BT boss Jansen pins share price slump on ‘short-term’ London investors
BT’s outgoing boss Philip Jansen has blamed London investors’ ‘short term’ outlook for his firm’s lengthy share price slump in a defence of his tenure at the top of the telecoms giant.
Jansen said he was “not perfect” but believed the strategy he put in place was not adequately rewarded by equity markets.
UK investors “seem to have a focus more on the short term and find it harder to look at the longer term”, especially when compared to the US, Jansen said in an interview with The Sunday Times.
Jansen’s complaints are not new, with a number of City watchers having critiqued the relative underperformance of UK companies.
Respected stockpicker Nick Train said similar last week.
Jansen, whose key call was a major, long-term investment in the transformation of the copper network into fibre, said the short-term focus was always a “challenge for BT when you’re investing in initiatives and infrastructure that takes 10 to 12 years to build and will be used for many, many decades — it was 100 years or more in the case of copper.
“Inevitably you have to take a long term view of it and public markets seem to find it hard.”
However, one analyst pushed back on Jansen’s read of the market today and said the short-termist mindset from investors went beyond just London.
“I don’t think that’s a completely fair assessment given that foreign investors own around two thirds of listed UK shares, so reticence towards UK companies is coming from overseas as well,” Susannah Streeter, head of money and markets at Hargreaves Lansdown, told City A.M.
“The London market has struggled to recover partly due to Brexit effect, current UK economic troubles but also the make up of the indices with far less of a tech focus, and so have been left on the sidelines of the recent AI fuelled euphoria.”
She added that investors had a “cautious response to BT’s big cost cutting initiative” as it underlined the “scale of the challenge ahead”.
Jansen’s comments come after the British businessman last week announced his plans to step down in the next year.
Jansen took over as chief exec of the beleaguered firm four years ago, inheriting a company known for poor customer service and decades of underinvestment.
“I’m not perfect and as a CEO there are always more things you can do,” said Jansen, responding to accusations from former BT directors that he would “appoint a few people to do the job and walk off,” and that he “was more like an executive chairman than a CEO.”

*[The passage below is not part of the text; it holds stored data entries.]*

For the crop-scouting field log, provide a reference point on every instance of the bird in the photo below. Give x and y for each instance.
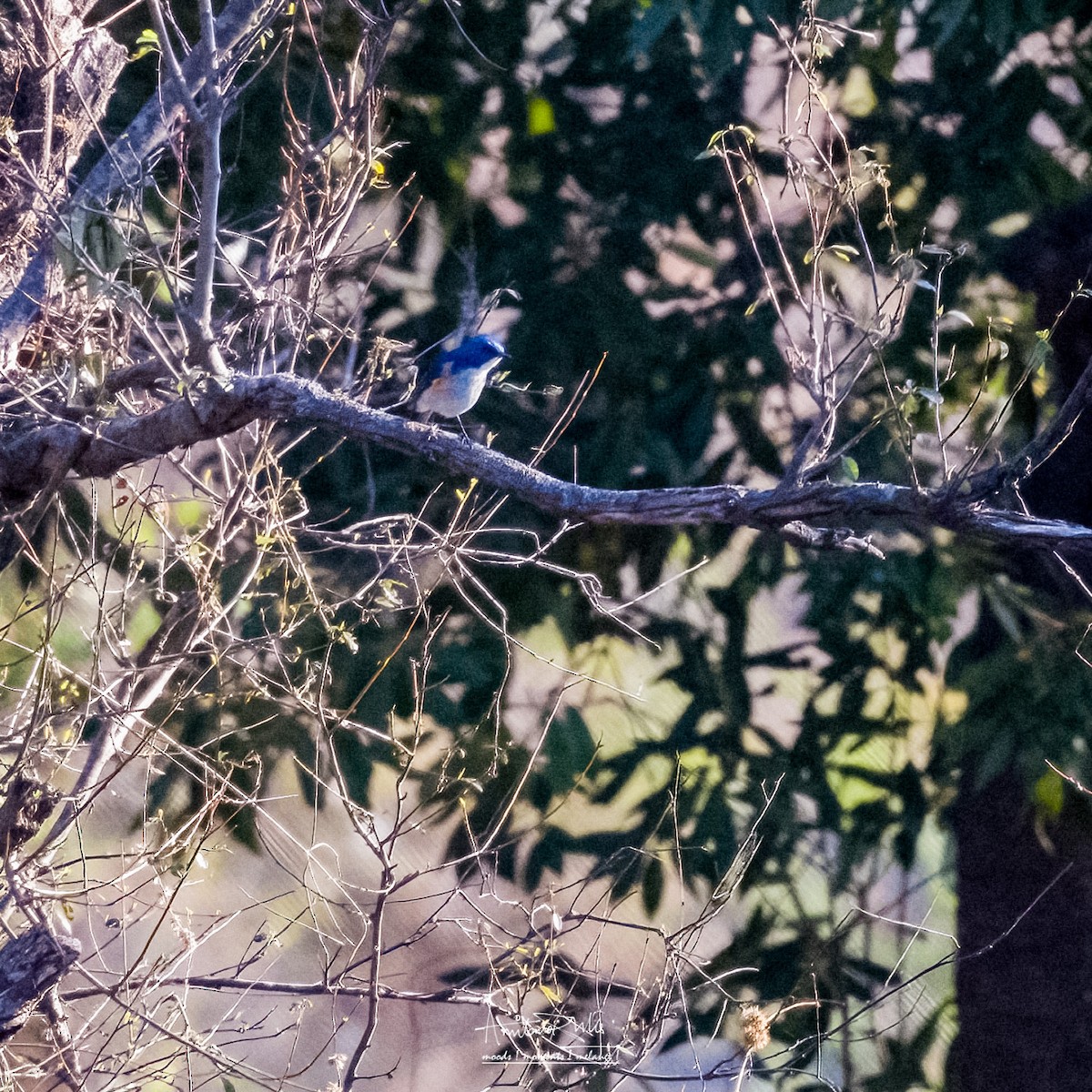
(457, 378)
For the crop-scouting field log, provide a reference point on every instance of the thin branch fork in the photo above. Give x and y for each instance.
(37, 459)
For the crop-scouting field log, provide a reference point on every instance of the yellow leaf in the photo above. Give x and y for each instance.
(541, 118)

“As the CEO, I’ve tried to make sure we have a winning long-term strategy and a crystal clear plan of action,” Jansen added.
In 2021 the chief exec struck a deal with Ofcom, allowing BT to invest £15bn in upgrading the network to fibre.
But the investment hit cashflow hard and led to a decline in BT’s share price even though BT estimate that £1bn extra a year will return to the company after fibre is fully rolled out.
BT Group’s shares are down 30.5 per cent since a year ago and over 43 per cent from five years ago.
Jansen said the group’s shareholders “totally support the strategy, but they’re just disappointed that there aren’t enough people buying the shares and [the market] is focused on the short-term cashflow, which I accept is brutal.”
The search for Jansen’s successor is already underway. Emerging as a frontrunner is EE chief Marc Allera who “knows the business inside and out” according to Paolo Pescatore, media analyst at PP Foresight.